Już po dziesięciu minutach spotkania łódzki skrzydłowy, Szymon Jakubiec otrzymał od sędziów czerwoną kartkę za faul na Arkadiuszu Kowalskim. W drugiej połowie kartonik w tym samym kolorze zobaczył zawodnik Zawiercia - Lesław Kąpa. Szczypiornista Anilany nie chce komentować decyzji arbitrów. - Według mnie czerwona kartka, którą dostał Szymon była słuszna. Jednak nie zwykłem oceniać pracę sędziów, od tego są inni ludzie - komentuje Helman.

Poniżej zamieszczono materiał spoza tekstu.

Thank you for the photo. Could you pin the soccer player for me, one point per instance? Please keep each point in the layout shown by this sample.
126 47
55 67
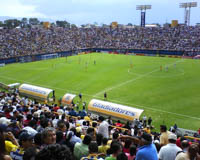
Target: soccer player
80 96
161 68
105 96
166 68
86 66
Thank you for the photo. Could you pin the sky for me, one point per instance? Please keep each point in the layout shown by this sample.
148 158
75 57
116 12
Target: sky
101 11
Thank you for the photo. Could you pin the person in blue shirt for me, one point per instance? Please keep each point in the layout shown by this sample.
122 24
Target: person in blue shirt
146 150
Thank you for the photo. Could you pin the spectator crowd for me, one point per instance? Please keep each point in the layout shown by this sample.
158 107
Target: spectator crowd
31 41
30 130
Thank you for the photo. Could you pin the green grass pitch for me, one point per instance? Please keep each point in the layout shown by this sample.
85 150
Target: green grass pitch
169 97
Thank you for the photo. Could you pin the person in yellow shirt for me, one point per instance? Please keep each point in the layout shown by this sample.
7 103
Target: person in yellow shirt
147 129
104 147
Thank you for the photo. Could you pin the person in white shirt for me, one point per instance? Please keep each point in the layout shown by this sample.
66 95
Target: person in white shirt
169 151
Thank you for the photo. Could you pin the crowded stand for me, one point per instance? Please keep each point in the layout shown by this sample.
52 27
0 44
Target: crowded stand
31 41
31 130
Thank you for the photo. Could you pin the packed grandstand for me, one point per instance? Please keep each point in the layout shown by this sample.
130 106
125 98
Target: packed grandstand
38 40
33 130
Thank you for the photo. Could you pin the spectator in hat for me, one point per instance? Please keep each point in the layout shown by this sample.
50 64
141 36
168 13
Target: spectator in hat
54 152
147 150
3 155
191 154
164 135
169 151
25 141
93 152
10 140
48 136
81 149
115 150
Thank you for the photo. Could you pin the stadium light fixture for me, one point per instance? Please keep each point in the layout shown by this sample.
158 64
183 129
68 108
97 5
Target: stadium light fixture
187 7
143 9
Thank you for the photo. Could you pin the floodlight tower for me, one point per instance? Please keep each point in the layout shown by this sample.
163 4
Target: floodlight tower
143 9
187 7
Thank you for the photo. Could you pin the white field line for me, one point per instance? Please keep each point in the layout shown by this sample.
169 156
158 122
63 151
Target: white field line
112 100
157 110
131 80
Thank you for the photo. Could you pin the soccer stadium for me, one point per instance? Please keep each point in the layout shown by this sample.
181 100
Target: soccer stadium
110 92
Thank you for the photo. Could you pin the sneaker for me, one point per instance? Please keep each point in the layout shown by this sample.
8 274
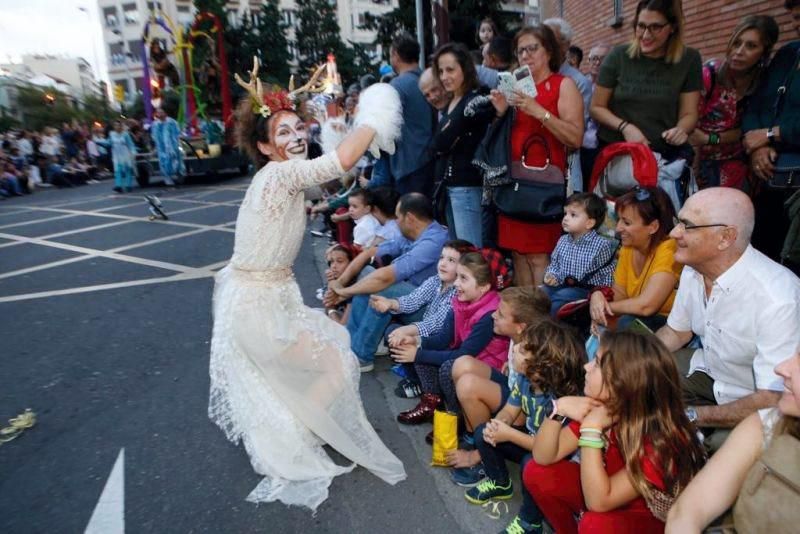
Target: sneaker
518 526
488 490
383 350
468 477
400 370
408 389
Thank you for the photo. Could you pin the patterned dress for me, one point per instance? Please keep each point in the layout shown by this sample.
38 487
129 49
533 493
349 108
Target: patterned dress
720 110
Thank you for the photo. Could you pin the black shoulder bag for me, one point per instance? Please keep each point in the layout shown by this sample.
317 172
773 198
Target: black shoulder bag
786 176
534 194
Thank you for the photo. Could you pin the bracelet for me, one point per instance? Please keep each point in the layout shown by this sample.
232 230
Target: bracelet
591 443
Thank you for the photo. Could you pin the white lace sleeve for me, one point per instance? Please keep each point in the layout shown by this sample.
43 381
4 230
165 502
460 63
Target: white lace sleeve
297 175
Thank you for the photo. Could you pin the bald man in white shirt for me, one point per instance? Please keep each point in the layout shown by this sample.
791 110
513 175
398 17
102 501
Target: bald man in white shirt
744 307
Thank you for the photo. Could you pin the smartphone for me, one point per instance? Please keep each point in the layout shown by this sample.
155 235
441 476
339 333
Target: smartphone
523 81
505 83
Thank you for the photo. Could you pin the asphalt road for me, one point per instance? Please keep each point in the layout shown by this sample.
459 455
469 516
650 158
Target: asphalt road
105 323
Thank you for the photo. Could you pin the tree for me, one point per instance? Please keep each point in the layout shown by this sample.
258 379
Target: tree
465 15
317 35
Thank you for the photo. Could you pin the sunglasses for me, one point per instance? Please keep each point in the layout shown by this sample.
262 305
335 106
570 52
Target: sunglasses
687 225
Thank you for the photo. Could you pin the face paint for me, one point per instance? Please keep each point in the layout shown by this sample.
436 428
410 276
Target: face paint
288 136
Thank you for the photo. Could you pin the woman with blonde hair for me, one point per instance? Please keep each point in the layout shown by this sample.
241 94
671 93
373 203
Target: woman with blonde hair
648 90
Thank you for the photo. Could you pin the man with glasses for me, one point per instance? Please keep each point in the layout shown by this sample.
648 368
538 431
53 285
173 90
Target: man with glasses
590 149
743 307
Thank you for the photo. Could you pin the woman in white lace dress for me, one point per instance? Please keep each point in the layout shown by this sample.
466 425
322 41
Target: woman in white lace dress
283 379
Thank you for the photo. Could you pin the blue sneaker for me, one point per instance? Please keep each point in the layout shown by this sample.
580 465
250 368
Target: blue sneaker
399 370
468 477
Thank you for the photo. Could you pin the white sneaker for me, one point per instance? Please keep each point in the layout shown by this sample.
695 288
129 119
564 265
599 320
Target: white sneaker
383 350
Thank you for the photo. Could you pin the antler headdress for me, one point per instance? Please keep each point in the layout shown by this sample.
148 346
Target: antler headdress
268 102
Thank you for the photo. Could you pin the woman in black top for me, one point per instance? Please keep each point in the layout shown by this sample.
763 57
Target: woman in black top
458 134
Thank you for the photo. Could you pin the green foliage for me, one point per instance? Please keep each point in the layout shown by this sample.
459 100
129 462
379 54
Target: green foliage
465 15
317 34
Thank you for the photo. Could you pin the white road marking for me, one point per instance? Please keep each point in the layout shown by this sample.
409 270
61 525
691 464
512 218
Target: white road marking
108 516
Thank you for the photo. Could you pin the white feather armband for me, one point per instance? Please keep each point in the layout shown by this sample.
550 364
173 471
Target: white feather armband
334 130
379 107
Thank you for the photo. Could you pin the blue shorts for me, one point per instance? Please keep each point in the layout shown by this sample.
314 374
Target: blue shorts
501 380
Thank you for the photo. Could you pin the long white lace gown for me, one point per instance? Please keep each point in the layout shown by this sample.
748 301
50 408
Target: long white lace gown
283 378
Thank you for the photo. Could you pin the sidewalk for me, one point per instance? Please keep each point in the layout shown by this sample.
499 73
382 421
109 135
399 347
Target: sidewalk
471 518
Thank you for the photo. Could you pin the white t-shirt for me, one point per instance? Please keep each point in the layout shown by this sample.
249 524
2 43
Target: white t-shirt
748 324
365 230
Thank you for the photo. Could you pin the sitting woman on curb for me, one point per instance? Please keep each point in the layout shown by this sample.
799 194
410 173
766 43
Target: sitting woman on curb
718 485
468 329
646 276
637 447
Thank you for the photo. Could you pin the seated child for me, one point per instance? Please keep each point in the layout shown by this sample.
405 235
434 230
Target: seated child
436 295
468 329
360 211
548 360
582 258
338 258
638 449
482 391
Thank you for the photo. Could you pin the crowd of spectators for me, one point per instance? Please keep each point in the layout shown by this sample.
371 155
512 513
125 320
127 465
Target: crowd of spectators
694 305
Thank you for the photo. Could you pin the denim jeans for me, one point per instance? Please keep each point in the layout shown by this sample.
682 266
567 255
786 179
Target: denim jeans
366 325
494 463
560 295
464 214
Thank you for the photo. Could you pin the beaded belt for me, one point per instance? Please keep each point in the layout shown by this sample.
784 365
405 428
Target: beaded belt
280 274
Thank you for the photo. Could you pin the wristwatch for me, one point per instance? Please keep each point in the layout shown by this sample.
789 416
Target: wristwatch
691 413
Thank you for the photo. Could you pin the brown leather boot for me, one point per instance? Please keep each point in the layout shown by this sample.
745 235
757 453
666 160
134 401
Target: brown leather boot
422 412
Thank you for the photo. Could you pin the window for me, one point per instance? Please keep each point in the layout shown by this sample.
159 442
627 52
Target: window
130 13
134 49
616 20
110 16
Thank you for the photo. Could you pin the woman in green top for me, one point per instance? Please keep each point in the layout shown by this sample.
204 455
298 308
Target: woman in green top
648 90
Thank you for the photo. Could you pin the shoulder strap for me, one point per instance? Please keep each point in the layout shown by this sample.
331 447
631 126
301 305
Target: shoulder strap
783 86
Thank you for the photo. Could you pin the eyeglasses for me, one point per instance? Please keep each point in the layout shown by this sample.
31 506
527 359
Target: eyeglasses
653 28
530 49
691 226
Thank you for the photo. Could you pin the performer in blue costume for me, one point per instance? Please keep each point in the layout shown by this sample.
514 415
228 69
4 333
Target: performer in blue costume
166 137
123 153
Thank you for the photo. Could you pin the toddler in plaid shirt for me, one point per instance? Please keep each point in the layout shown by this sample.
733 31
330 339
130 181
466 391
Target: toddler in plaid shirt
582 258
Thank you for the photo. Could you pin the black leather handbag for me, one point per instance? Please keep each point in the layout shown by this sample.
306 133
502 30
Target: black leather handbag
786 176
533 194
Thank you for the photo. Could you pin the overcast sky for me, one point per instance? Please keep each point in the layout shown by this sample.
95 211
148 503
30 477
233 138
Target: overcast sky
55 27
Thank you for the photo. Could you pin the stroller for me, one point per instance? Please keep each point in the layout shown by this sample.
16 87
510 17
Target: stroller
619 168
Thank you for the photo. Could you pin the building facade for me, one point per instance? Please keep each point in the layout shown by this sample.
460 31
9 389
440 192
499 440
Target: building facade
709 23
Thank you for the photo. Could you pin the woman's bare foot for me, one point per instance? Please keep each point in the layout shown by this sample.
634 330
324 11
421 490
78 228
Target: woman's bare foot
462 458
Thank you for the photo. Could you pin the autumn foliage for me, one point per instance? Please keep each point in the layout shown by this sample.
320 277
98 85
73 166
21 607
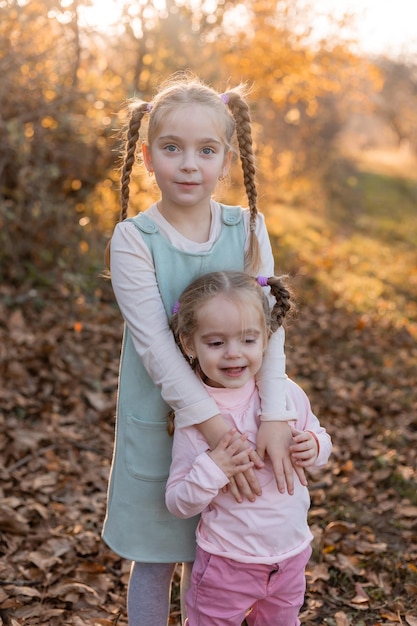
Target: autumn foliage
335 142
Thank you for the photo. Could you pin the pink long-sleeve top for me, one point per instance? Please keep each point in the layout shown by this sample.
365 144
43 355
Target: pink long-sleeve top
137 294
269 530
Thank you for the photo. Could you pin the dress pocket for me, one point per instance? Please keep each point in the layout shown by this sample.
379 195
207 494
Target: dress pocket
148 449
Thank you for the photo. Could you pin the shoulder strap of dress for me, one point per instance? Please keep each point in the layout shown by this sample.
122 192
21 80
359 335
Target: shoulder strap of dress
231 215
143 223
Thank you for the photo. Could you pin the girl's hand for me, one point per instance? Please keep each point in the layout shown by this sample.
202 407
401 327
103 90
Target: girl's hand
243 483
304 449
229 456
275 439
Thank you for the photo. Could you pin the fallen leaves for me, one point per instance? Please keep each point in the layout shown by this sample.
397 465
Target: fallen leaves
59 365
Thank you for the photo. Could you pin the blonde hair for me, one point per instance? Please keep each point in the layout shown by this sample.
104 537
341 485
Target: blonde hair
240 288
237 286
233 115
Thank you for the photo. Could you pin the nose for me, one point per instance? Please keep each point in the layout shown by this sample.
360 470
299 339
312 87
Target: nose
233 349
188 163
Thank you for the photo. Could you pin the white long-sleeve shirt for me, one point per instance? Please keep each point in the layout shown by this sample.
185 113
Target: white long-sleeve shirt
137 294
272 528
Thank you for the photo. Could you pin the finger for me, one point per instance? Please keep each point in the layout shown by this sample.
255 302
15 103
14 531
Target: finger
232 487
241 468
227 438
256 459
301 475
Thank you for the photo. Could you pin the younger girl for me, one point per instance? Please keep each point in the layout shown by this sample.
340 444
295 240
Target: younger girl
153 256
250 555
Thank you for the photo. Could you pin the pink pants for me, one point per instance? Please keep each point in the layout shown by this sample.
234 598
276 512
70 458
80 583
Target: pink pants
222 591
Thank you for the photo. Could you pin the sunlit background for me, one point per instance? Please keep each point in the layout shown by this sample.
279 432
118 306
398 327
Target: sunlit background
333 100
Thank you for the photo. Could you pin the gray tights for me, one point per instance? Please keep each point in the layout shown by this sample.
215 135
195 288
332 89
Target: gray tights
149 592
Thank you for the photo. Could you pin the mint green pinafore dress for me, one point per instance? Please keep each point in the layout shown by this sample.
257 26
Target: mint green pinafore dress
138 525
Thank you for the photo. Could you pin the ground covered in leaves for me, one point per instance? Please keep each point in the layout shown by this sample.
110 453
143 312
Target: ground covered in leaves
58 366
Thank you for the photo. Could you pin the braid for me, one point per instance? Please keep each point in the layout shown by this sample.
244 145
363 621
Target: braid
132 139
283 302
240 111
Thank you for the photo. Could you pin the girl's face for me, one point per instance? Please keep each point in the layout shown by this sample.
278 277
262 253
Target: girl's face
187 155
229 342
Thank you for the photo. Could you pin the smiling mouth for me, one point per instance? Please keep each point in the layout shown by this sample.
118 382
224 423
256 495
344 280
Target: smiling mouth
234 371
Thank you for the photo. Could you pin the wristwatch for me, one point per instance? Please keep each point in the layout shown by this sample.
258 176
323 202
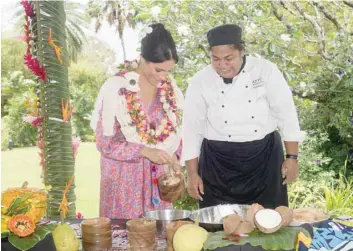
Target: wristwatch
292 156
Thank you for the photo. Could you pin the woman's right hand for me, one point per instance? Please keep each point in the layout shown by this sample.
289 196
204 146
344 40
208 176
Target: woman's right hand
156 156
195 186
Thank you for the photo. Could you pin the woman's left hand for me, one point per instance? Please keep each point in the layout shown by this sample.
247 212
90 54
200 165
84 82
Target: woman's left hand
290 170
175 164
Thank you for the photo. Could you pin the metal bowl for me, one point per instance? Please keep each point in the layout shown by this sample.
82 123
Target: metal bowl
163 217
211 218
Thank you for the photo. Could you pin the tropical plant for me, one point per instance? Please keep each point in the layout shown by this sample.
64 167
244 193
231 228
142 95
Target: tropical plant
77 22
47 57
116 13
338 197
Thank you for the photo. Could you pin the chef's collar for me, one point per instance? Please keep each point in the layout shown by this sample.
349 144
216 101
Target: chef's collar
230 80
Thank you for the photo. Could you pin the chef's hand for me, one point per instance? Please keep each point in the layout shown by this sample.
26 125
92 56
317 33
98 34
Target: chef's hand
290 170
195 186
156 156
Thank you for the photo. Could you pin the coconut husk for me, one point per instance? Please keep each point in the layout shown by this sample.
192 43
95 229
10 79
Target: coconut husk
144 248
236 224
141 225
172 227
286 213
171 188
253 209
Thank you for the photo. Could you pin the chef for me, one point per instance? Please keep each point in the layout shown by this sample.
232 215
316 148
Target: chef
237 111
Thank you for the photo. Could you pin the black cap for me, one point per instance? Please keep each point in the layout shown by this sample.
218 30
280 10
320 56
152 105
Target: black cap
224 35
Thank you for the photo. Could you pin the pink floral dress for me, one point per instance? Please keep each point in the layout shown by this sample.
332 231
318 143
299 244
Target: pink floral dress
129 184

Jak równy z równym - relacja z meczu Anilana PŁ UŁ Łódź - Viret CMC Zawiercie
W meczu z podopiecznymi Giennadija Kamielina wyróżniał się niewątpliwie zdobywca dziesięciu bramek - Tomasz Wawrzyniak oraz dobrze prowadzący grę, skromny i chwalący cały zespół - Helman. - Bardzo dobrze w spotkaniu z Zawierciem zagrał Tomek. Rzucił wiele bramek i asystował przy wielu akcjach. Ja o swojej pracy staram się nie mówić. Myślę, że cały zespół zagrał dobrze w obronie. Ten element funkcjonował prawidłowo w pierwszej połowie, a w drugiej części meczu niestety go zabrakło, dlatego przegraliśmy - podsumowuje szczypiornista.
Reprezentacja polskich szczypiornistów zakończyła zmagania w mistrzostwach Europy na 6. miejscu. Jak ocenia ich występ młody rozgrywający z Łodzi? - Uważam, że powinniśmy być dumni z chłopaków, ponieważ pokazali kawał charakteru w każdym meczu. Walczyli jak równy z równym, zaprezentowali to chociażby w spotkaniu z Chorwatami. Należy być dumnym z występu też tych młodych zawodników, którzy również prezentowali bardzo dobry poziom gry - stwierdził rozgrywający.